Friday, August 13, 2010

Vacation in Catastrophe Land, Part I

I'm no expert on Iceland.  Certainly not after only ten days.  However, I plan on milking this vacation for several posts.  Let's see how that goes.

In the tourist junk shop, I showed the pictured product to my daughter, the accounting expert.  Her reaction?  "Dad, they want ISK1500 for an empty can? That's a lot of goodwill."  A very proud moment for me!

[I just noticed I never finished my post titled "Accounting for 10 Year Olds".  The very short story: I taught my daughter about "goodwill" on company balance sheets.  For those lucky enough to not know what goodwill is, let's just say it's the difference between what something costs you and what it might really be worth...and you get to call that difference an asset.  As my daughter says, the used Barbi is worth $0.10, but if she gives you $99.90 of "goodwill" you may now justify paying her $100 for it.] 

Take nothing.  Package it.  Now sell it for ISK1500.  Maybe someone will buy it.  Even if they don't buy it, let's pretend it's worth something.  That seems to me Iceland's economy circa 2007.

In a nutshell, Iceland's financial crisis revolved around trying to make money selling nothing...a common practice in 2007.  Bank depositors, especially British ones, thought they could earn high interest rates by leaving their money in Icelandic banks.  No one asked how Icelandic banks could pay these rates.  (Remember, for a bank to pay you crazy high interest rates, they have to earn more than that on their own investments!)

What happened?  Depositors swamped Iceland's tiny economy, but no one cared.  Depositors invested in canned air.  They figured the banks would figure something out, or more likely they didn't care.  The bankers had too much cash, so they too started buying canned air.  Eventually, probably some 10 year old, said "hey, that's canned air.  It's not worth anything!" And everything unraveled from there.

But, catastrophes are not new to Icelanders.  They've faced them for 1000 years.

Interesting fact: Iceland doesn't have (many) trees.  Most people think this reflects a natural state of affairs.  Not true.  The "sagas" tell tales of forests so impenetrable , all exploration of the new land began by moving upstream through glacial rivers.  But then, the settlers burned all the trees for heat.  More on this later...


  1. I'm all for capitalism but it seems like a lot of financial crises come down to greed. In this case, the bankers wanted ever more depositors, and the depositors wanted unfairly high returns (better returns than their expected risk merited). Thoughts?

  2. Karl, I'm not sure what you're after?

    Specifically, I don't know what to do with your words "capitalism", "greed" and "unfairly high returns".

    Capitalism is a Marxist term, having little to do with economics or finance. At best, it's a term that relates to property rights, but most do not understand it that way. Greed reflects an opinion about someone else's behavior. Finally, investment returns have little to do with fairness!

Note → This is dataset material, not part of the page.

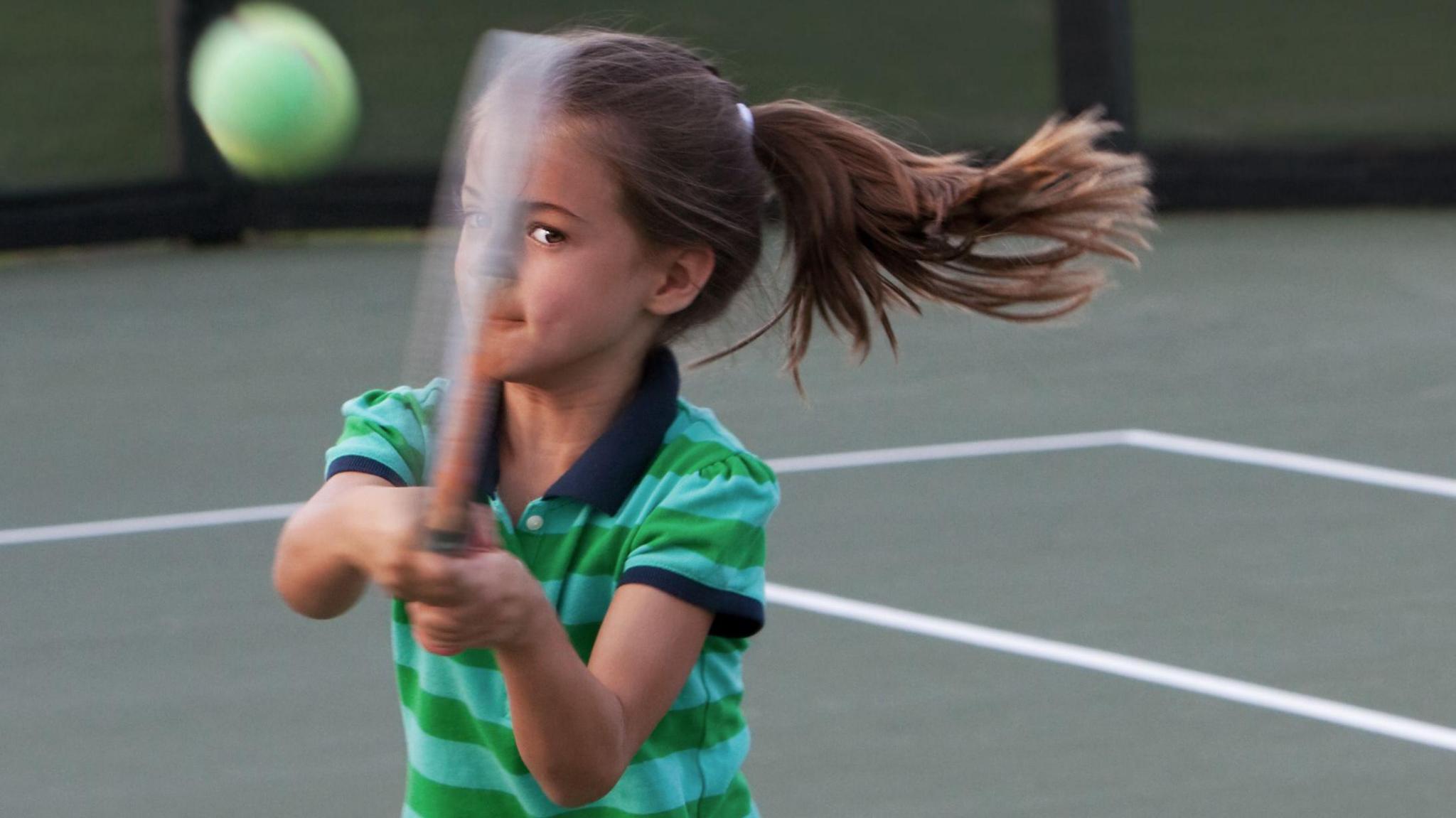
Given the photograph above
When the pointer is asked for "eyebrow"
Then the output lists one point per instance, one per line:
(471, 193)
(557, 207)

    So, I'm not sure what thoughts of mine you'd like?

    If I rephrase what you wrote as "I'm all in favor of private ownership of the means of production, but owners of property are greedy and cannot be trusted to act in the best interests of society because they might earn more than what others earn, so I am not sure I mean what I said in the first place" then I'd say I prefer property rights to the alternative.

  3. Just saw your response, Marc -- my econ training only goes as far as Econ 102 and corporate finance, but let me try that again.

    My baseline understanding is that if one wants above-average returns, one typically must accept more risk. Let's say I assume my bank account "should" earn 2% above inflation.

    The issue in Iceland seems to be that the banks promised, "Deposit your money with us and you'll get 8% above inflation, with no additional risk!" As an Icelandic depositor, I'd give them my money, because I'm greedy (in the sense that they're promising I'll get something for nothing, and who wouldn't want that?). But really, they were just claiming crazy interest rates to grab my deposits -- they didn't have a sustainable way to continue giving everyone that extra 6%. So the depositors were greedy (getting something for nothing) and the banks were greedy (also getting something for nothing).

    My preface about "capitalism" is that I'm not attacking the financial system in the first place... just how it was executed in this particular situation. It seems like it would be easier to describe if it were an investing situation, rather than a depository situation.

    I'm not sure that's any more clear, but thanks for considering my comments.